Tuesday, April 5, 2022 - 11:00 to 12:00
Haolun Shi, Assistant Professor, Department of Statistics and Actuarial Science, Simon Fraser University
Statistics Seminar

To join via Zoom: To join this seminar, please request Zoom connection details from headsec [at]

Title: Bayesian Dose-Finding Design for Molecularly Targeted Agents and Immunotherapy

Abstract: Molecularly targeted agents and immunotherapy have revolutionized modern cancer treatment. Unlike chemotherapy, the maximum tolerated dose of the targeted therapies may not pose significant clinical benefit over the lower doses. By simultaneously considering both binary toxicity and efficacy endpoints, phase I/II trials can identify a better dose for subsequent phase II trials than traditional phase I trials in terms of efficacy-toxicity tradeoff.
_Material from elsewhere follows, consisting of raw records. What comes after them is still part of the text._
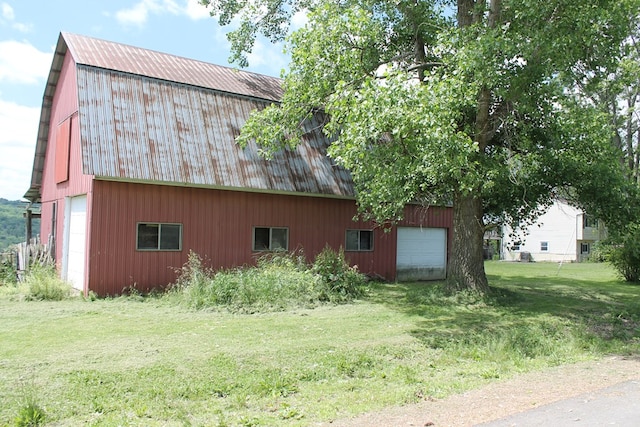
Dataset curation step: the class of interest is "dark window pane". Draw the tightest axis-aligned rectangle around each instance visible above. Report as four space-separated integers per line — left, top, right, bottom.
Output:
138 224 158 249
270 228 289 251
253 227 269 251
346 230 360 251
160 224 182 251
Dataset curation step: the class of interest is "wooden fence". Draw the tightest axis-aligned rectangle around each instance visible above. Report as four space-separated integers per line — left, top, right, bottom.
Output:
0 236 53 279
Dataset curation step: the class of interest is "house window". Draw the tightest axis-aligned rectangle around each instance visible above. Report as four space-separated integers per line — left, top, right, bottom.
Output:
136 222 182 251
582 214 598 228
345 230 373 251
253 227 289 251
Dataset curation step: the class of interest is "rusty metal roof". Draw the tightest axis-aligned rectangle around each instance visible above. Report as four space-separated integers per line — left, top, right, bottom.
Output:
25 33 354 200
62 33 282 101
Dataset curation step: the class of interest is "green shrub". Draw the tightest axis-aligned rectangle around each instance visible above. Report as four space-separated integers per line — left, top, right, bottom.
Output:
0 258 18 286
172 252 318 312
15 402 45 427
311 246 366 302
24 264 72 301
606 224 640 282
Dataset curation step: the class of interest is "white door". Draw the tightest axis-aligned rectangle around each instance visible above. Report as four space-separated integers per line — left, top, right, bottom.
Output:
63 195 87 291
396 227 447 281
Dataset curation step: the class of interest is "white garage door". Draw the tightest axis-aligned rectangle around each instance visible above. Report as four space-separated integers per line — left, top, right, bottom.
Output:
63 196 87 291
396 227 447 281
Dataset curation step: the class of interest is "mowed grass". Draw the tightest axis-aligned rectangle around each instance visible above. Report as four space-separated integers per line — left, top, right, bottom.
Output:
0 262 640 426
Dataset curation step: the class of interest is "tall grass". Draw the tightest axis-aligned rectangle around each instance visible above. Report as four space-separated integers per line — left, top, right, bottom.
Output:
0 259 640 426
171 249 364 313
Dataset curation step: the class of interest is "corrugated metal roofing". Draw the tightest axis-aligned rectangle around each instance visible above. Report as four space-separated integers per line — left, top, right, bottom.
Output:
25 33 354 200
77 66 353 196
62 33 282 101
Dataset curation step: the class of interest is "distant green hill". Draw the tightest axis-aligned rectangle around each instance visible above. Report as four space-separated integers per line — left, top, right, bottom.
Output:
0 198 40 252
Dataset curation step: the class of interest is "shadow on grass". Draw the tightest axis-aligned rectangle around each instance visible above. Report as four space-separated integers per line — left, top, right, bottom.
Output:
370 274 640 358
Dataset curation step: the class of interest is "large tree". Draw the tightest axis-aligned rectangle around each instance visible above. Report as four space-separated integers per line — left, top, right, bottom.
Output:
202 0 639 292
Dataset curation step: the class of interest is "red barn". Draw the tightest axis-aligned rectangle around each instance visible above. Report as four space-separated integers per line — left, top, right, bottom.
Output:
25 33 452 295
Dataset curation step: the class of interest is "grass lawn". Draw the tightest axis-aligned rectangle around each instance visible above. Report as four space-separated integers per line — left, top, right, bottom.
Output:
0 262 640 426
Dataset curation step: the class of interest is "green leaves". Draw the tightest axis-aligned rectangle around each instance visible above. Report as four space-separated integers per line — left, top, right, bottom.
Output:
205 0 640 237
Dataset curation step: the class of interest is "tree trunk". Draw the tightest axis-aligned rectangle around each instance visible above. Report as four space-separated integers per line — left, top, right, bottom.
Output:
447 194 489 293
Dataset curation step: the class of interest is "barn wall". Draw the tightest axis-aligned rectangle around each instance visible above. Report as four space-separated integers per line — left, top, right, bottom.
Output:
40 53 91 263
89 181 450 295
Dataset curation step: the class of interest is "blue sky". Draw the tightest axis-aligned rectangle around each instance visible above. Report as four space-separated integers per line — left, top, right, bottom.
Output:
0 0 296 200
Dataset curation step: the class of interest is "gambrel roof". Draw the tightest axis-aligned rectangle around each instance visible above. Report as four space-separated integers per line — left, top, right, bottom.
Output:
25 33 354 201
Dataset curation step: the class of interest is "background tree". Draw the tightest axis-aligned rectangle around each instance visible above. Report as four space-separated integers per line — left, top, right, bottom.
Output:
202 0 638 292
579 22 640 282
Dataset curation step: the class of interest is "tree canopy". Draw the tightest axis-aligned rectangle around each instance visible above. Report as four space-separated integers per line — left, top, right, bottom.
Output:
202 0 640 291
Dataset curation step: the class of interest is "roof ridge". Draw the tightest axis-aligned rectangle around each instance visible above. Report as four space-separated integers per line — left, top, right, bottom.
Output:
60 31 283 82
60 32 282 101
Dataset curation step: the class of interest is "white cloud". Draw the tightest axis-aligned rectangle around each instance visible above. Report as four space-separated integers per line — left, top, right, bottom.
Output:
0 40 53 84
0 100 40 200
186 0 211 21
116 0 209 27
291 10 309 31
2 3 16 21
0 2 33 33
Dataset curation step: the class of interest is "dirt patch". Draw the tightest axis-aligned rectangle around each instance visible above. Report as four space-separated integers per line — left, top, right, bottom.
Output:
321 357 640 427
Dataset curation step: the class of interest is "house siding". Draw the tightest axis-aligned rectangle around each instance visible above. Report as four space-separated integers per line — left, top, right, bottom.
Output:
89 180 451 295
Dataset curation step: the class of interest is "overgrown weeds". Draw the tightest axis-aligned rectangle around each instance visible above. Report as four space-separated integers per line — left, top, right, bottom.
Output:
170 248 365 313
13 379 46 427
24 264 72 301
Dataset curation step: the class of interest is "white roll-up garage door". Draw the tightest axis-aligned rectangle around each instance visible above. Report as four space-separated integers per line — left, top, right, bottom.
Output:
63 196 87 291
396 227 447 281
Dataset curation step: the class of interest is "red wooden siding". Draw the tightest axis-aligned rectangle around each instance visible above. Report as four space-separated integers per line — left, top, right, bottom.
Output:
55 117 71 184
40 51 92 263
89 181 450 295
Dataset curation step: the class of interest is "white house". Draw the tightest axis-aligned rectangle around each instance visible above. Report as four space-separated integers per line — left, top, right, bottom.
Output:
502 201 606 262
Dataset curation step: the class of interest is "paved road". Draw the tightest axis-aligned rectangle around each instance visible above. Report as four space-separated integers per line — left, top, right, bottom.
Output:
479 381 640 427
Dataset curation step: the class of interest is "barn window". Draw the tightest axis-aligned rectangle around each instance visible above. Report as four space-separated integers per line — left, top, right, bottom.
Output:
345 230 373 251
253 227 289 251
136 222 182 251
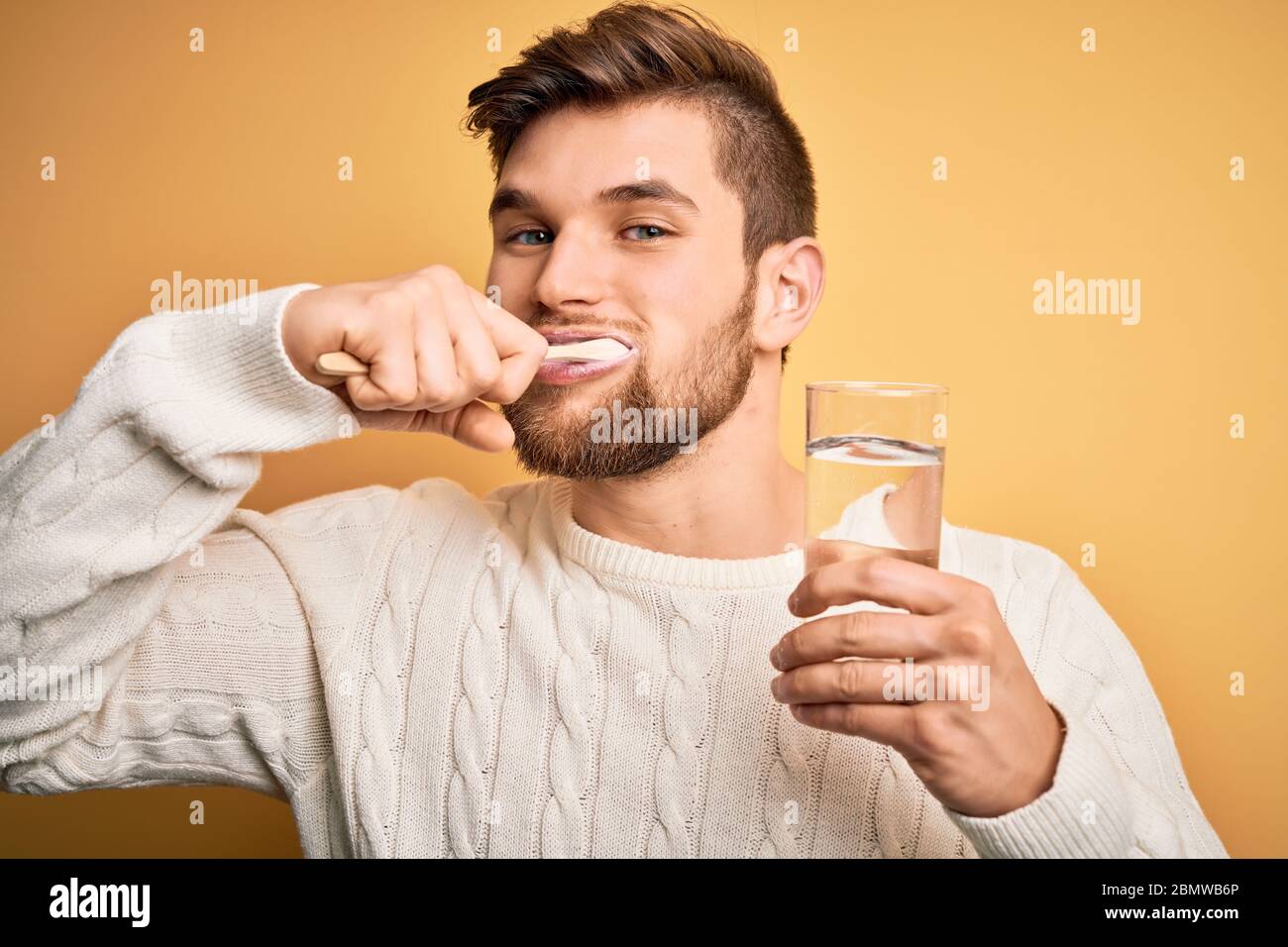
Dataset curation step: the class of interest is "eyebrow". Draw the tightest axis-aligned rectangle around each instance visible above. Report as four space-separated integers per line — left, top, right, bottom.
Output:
486 177 702 220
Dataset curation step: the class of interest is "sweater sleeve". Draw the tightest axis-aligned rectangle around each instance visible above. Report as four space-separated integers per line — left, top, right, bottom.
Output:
945 550 1229 858
0 283 391 797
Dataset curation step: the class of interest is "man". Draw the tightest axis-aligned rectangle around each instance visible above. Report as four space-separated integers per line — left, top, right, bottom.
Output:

Existing phase I/II dose-finding methods are model-based or need to pre-specify many design parameters, which makes them difficult to implement in practice. To strengthen and simplify the current practice of phase I/II trials, we propose a utility-based toxicity probability interval (uTPI) design for finding the optimal biological dose (OBD) where binary toxicity and efficacy endpoints are observed. The uTPI design is model-assisted in nature, simply modeling the utility outcomes observed at the current dose level based on a quasibinomial likelihood. Toxicity probability intervals are used to screen out overly toxic dose levels, and then the dose escalation/de-escalation decisions are made adaptively by comparing the posterior utility distributions of the adjacent levels of the current dose. The uTPI design is flexible in accommodating various utility functions while only needing minimum design parameters. A prominent feature of the uTPI design is that it has a simple decision structure such that a concise dose-assignment decision table can be calculated before the start of the trial and be used throughout the trial, which greatly simplifies the practical implementation of the design. Extensive simulation studies demonstrate that the proposed uTPI design yields desirable as well as robust performance under various scenarios.

This talk is based on the joint work with Ruitao Lin and Ying Yuan at MD Anderson Cancer Center.